I feel terrible that this is what I’m posting about after such a long absence. I moved to BG, we finally got internet, and then this terrible news sweeps my newsfeed.

I wouldn’t have expected the death of Robin Williams to hit me so hard. I was at Grounds for Thought with a few friends when I heard the news. In the middle of the walk home, I burst into tears, and it took me a good hour to finally stop crying. But even now, as I sit cradling a cup of tea in front of my laptop, I feel an unmistakable heaviness in my chest, as if my heart is slowly becoming stone.



I’ve never understood why people scoff at the widespread heartbreak that come with the death of beloved celebrities. Most of it* seems to be the idea that if you don’t personally know someone, then you have no business sharing in the grief that should only be exclusive to their friends and family. I do understand where they’re coming from, but what I think these people are missing is that celebrities touch each and every one of us with their work.

I grew up with Robin Williams. He was in movies that became staples of my childhood; Aladdin, Mrs. Doubtfire, Hook (oh, especially Hook), and so many others. His death was the snuffing out of the magic that helped shape me and so many of my generation. On a more personal note, his manner of death struck a chord in me as someone who constantly battles depression. Someone who filled so many hearts with laughter and warmth fell to that consuming psychological venom. Now cracks a noble heart.

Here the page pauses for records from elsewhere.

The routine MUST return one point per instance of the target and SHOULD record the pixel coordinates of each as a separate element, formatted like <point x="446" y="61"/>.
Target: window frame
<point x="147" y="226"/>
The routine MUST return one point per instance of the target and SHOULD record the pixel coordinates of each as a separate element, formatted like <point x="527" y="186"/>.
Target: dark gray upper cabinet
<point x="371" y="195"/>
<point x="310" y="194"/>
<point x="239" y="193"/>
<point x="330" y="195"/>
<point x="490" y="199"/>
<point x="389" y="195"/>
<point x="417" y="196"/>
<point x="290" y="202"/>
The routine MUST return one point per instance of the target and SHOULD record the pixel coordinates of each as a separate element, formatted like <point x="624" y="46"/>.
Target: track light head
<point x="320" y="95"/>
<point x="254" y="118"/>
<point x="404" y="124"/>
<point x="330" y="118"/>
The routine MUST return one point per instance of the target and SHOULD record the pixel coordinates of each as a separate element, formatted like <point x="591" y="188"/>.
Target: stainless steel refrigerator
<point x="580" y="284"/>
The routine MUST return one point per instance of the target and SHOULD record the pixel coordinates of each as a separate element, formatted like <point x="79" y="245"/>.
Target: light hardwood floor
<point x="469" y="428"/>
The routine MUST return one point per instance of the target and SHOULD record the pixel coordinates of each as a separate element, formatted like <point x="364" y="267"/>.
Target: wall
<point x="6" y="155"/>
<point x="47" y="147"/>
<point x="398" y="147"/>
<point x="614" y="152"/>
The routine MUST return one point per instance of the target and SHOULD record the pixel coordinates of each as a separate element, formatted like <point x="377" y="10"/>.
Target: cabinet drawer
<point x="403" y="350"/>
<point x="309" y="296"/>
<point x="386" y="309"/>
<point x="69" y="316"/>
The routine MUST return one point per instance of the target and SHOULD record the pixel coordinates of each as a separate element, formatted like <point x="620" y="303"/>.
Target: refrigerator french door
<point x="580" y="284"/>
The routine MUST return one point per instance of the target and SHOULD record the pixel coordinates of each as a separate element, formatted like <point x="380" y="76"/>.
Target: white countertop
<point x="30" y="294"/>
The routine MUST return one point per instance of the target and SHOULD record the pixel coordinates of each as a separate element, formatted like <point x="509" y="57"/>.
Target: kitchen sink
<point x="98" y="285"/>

I didn’t know Robin Williams personally. I didn’t know his friends or his family. But he and so many other actors, writers, musicians, philosophers, and other celebrities have touched my heart more than many people in my life. I will wear my grief on my sleeve no matter how ridiculous people think it is, and everyone should. Kurt Cobain’s suicide broke the hearts of an entire generation. John Lennon’s death shook the world. Those who scoff at the pain we as a nation are feeling right now don’t understand that artists shape us without ever having to know us. They shape our childhoods, inspire our own art, change our culture. It’s only natural that we mourn them. Their deaths are true tragedies.

Robin, you will always be Pan to me. Thank you for bringing me so much joy in my childhood and inspiring me in my adult life. Your life and your work meant so much to all of us. Rest in peace.











*I’m not including the people who joke about deaths. I understand that some people use humour as a coping mechanism, but most often the people I see joking about celebrity deaths are nothing but callous, pathetic attention seekers. They can all fuck off.